Q: Does infection with one of the viral species confer immunity from other species? A: No, there is no cross-immunity.

Q: How soon do patients test positive? A: About 5 days after exposure, when they develop a fever. At this time patients are highly viremic, which PCR can detect.

Q: Before the virus is detectable in the blood, where is it? A: The liver, endothelial cells, antigen-presenting cells, and adrenal glands.

Q: Do we really need to quarantine ill patients and health care workers returning from Africa, per CDC recommendations? A: We don’t know everything, and some people do make bad decisions, such as traveling while symptomatic. I support a period of observation, although confinement is not reasonable, as it may pose a disincentive to cooperation.

Q: What is the role of giving plasma from survivors? A: Dr. Kent Brantly (see American citizens infected with Ebola) received the blood of a 14-year-old who survived. We don’t know. It is not proved. It did not result in improvement in animal models.

Q: Is the bleeding caused by a mechanism similar to that in enterohemorrhagic Escherichia coli infection? A: No. That is a bacterial toxin, whereas this is more like disseminated intravascular coagulation, with an intrinsic pathway anticoagulation cascade.

Q: How long does the virus remain viable outside the body? A: In one study,¹⁸ Ebola virus could not be recovered from experimentally contaminated surfaces (plastic, metal or glass) at room temperature. In another in which it was dried onto a surface,¹⁹ Ebola virus survived in the dark for several hours between 20 and 25°C. When dried in tissue culture media onto glass and stored at 4°C, it has survived for over 50 days.

Q: How long does the virus remain in breast milk? A: We know it has been detected 15 days after disease onset and think possibly as late as 28 days from symptom onset.³

Q: How are people actually infected? A: I believe people get the virus on their hands and then touch their face, eyes, or mouth. If you are wearing personal protective equipment, it must occur while doffing the equipment.

Q: Could we increase the sensitivity of the test so that we could detect the virus before the onset of symptoms? A: In theory it may be possible. The virus is somewhere in the body during the incubation period. Perhaps we could sample the right compartment in an enriched mononuclear cell line.

Q: When can patients who recover resume their normal activities? A: After their viral load returns to 0, I would still advise abstaining from unprotected sex and from breastfeeding for a few months. but as for other activities, no special precautions are needed.
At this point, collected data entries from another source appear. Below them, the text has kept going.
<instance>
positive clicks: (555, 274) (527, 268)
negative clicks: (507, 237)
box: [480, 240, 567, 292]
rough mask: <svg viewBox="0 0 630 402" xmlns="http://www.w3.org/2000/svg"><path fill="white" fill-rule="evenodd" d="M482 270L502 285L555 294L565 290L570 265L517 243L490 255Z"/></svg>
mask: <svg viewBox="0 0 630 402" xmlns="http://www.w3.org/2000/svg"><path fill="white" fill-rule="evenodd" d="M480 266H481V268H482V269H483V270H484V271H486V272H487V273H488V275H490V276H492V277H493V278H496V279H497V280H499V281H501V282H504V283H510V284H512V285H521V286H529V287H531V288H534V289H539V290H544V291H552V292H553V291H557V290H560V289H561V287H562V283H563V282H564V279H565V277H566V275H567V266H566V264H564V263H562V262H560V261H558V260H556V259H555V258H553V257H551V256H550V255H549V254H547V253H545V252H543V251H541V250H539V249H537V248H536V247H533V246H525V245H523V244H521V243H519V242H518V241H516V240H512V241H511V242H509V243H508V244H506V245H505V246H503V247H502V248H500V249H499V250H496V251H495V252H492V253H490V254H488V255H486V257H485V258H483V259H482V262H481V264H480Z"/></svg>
Q: Does the virus appear to be mutating at a high rate? A: Looking back to 2004, mutations are occurring, but there is no sign that any of these mutations has contributed to the size of the outbreak by changing the characteristics of the Ebola virus. Can it become aerosolized? It has been suggested that the virus that caused the outbreak separated from those that caused past Ebola outbreaks but does not seem to be affecting the spread or efficacy of experimental drugs and vaccines. So, even though it is an RNA virus and mutations are occurring, no serious changes have emerged.¹⁴

BACK TO OUR PATIENT

The differential diagnosis for the patient described at the beginning of this paper includes travelers’ diarrhea, malaria, typhoid fever, yellow fever, meningococcal disease … and Ebola virus disease, although this is much less likely in view of the epidemiology and incubation period of this disease. When his stool was tested by enzyme immunoassay and culture, it was found to be positive for Campylobacter. He recovered with oral rehydration.